What happens when you replace the 1TB HDD in the Fusion drive with a SSD?

Discussion in 'Mac mini' started by VapoChimmy, Dec 17, 2014.

  1. VapoChimmy macrumors newbie

    Nov 12, 2014
    Hello all.

    So I am wondering, if I get the $999 2014 mini; and I replace the 1TB HGST 5,400 RPM hard drive with a SSD, will it work right?

    It appears the Fusion drive in the $999 2014 mini uses a samsung PCIe SSD and uses drive caching. I don't know if it's intel's smart response tech (http://www.pugetsystems.com/labs/articles/How-it-Works-Intel-SSD-Caching-148/ ) or if apple has a different system.

    I know the PCIe SSD is faster than a SATA based SSD, but would the replacement of the 5,200 RPM drive with a SSD that is much much faster cause problems with how the fusion drive works? Basically a slightly faster SSD trying to cache another SSD.

    I'm thinking about getting the $999 drive because it's faster, but if it turns out that the Fusion drive will prevent me from running all SSD then the $700 mini might be a better choice.

    This is what the 2014 mini Fusion drive looks like inside

    This is a guide to replace the HDD on the 2014 non-fusion

    Mac Mini 2014 teardown

    iFixit comments in Step 9
  2. thunng8 macrumors 6502a

    Feb 8, 2006
    You can uncouple a fusion drive using disk utility. Of course you will lose you data and need to reinstall the os.

    Fusion is apple propriety and does not use any Intel tech

    More info here

  3. VapoChimmy thread starter macrumors newbie

    Nov 12, 2014

    Interesting. So if I replaced the HGST 1TB 5,400 RPM drive with a 1TB SSD. And then uncoupled the drives, I would end up w/ a 1TB SSD and a 128GB PCIe SSD; showing 2 separate drives on the OS?

    If I ran bootcamp would Windows 7 or 8 be able to see both drives as well?
  4. scoobdriver macrumors member

    Aug 1, 2011
    I'd uncouple the drives first, however , just replacing one drive in the fusion volume will break it anyway and disk util should offer a repair
  5. s0nicpr0s macrumors regular


    Sep 1, 2010
    I know when they're still coupled together as a fusion drive, that windows can't see the SSD. But I'd imagine that if you separated them first, a bootcamp image would see both drives just fine. The only dual-drive mac I've used is a mini server I've got set in raid for the redundancy. Hence, only a single drive is seen and used.
  6. VapoChimmy thread starter macrumors newbie

    Nov 12, 2014
    Do 2014 Mac Minis come with an OSX disc?

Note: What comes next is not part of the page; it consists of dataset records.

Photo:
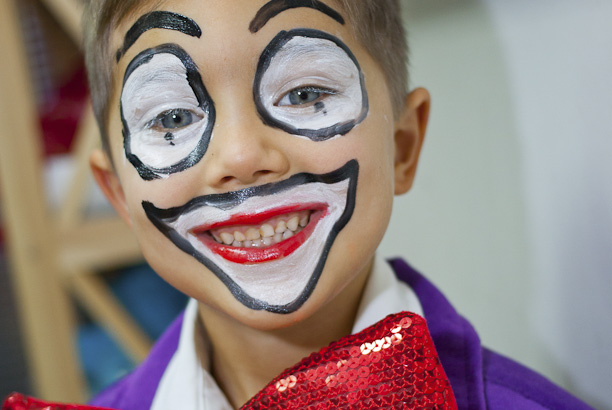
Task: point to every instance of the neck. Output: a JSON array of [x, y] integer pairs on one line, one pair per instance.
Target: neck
[[245, 359]]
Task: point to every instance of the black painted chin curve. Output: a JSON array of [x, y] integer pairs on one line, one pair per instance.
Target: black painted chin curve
[[159, 19], [275, 7], [194, 79], [162, 218], [265, 60]]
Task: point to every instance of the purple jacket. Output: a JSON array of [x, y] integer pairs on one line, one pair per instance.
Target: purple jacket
[[480, 378]]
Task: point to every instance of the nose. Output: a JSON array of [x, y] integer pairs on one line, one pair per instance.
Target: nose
[[244, 152]]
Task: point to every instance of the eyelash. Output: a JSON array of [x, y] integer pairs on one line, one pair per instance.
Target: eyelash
[[321, 90], [157, 122]]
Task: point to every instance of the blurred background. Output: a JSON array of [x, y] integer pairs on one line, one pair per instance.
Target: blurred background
[[511, 212]]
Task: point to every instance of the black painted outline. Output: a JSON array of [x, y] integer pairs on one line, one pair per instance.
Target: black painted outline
[[162, 217], [274, 7], [206, 104], [265, 59], [159, 19]]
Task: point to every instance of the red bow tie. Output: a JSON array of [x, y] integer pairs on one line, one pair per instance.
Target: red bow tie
[[390, 365]]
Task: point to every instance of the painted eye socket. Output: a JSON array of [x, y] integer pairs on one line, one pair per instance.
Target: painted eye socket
[[308, 83], [173, 119], [303, 95], [166, 111]]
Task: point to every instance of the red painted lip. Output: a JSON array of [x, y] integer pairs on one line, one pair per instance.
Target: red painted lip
[[270, 253]]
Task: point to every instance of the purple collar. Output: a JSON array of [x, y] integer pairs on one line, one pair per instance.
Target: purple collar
[[455, 339]]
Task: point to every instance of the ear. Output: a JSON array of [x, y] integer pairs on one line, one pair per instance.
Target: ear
[[409, 135], [108, 181]]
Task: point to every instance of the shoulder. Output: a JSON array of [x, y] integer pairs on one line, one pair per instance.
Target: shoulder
[[480, 378], [136, 390], [509, 385]]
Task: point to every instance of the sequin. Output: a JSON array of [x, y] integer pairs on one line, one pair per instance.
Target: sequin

    So it looks like to decouple the drives I need to format them, destroying the recovery partition. If I do that, how do I reinstall OSX?


    I have an old copy of Mountain Lion on disc, but my understanding was that the newer Macs can't run the old versions of OSX.
  7. scoobdriver macrumors member

    Aug 1, 2011
    Internet recovery will still work. Or you can use a pre made bootable usb stick if you have one.
  8. VapoChimmy thread starter macrumors newbie

    Nov 12, 2014
    Ok, thanks. So I just have to make sure I do that before I do the decouple then.


    One other thing I'm noticing is that the articles I've read on decoupling a Fusion drive seem to be talking about decoupling two SATA drives.

    From my understading this 2014 mini uses a PCIe 128GB Samsung SSD and a SATA 1TB HGST 5,400RPM mechanical.

    Would the fact that it's a PCIe drive and not a SATA drive cause problems with decoupling? I see the 2013 iMac also has a PCIe SSD, does the same decoupling method work on that the same (as decoupling 2 SATA drives in fusion)?
  9. scoobdriver macrumors member

    Aug 1, 2011
    Make a usb yes. But Internet recovery will still work after decoupling , it doesn't need a working startup disk. I'd not worry to much , chill out. As long as you can boot to disk utility / terminal you'll beable to sort it out. You can rectify it even if you just take the spinner out without doing anything first.
  10. marzer macrumors 65816


    Nov 14, 2009
    I agree with scooby, don't over think it. Fusion is just a logical layer of the OS X file system. It only sees mass storage devices and doesn't matter what the underlying physical connection is. Just for SAG I made a Fusion drive using a USB stick and SD card.

    For simplicity sake, delete the Fusion volume and individually format the two internal drives. Pull the spinner out and install your 1TB SSD, format it as a standalone drive. Install OS X on the drive of your choice and restore your data.

    If you have an interest in Bootcamp, the 128GB SSD would make a good Windows standalone drive.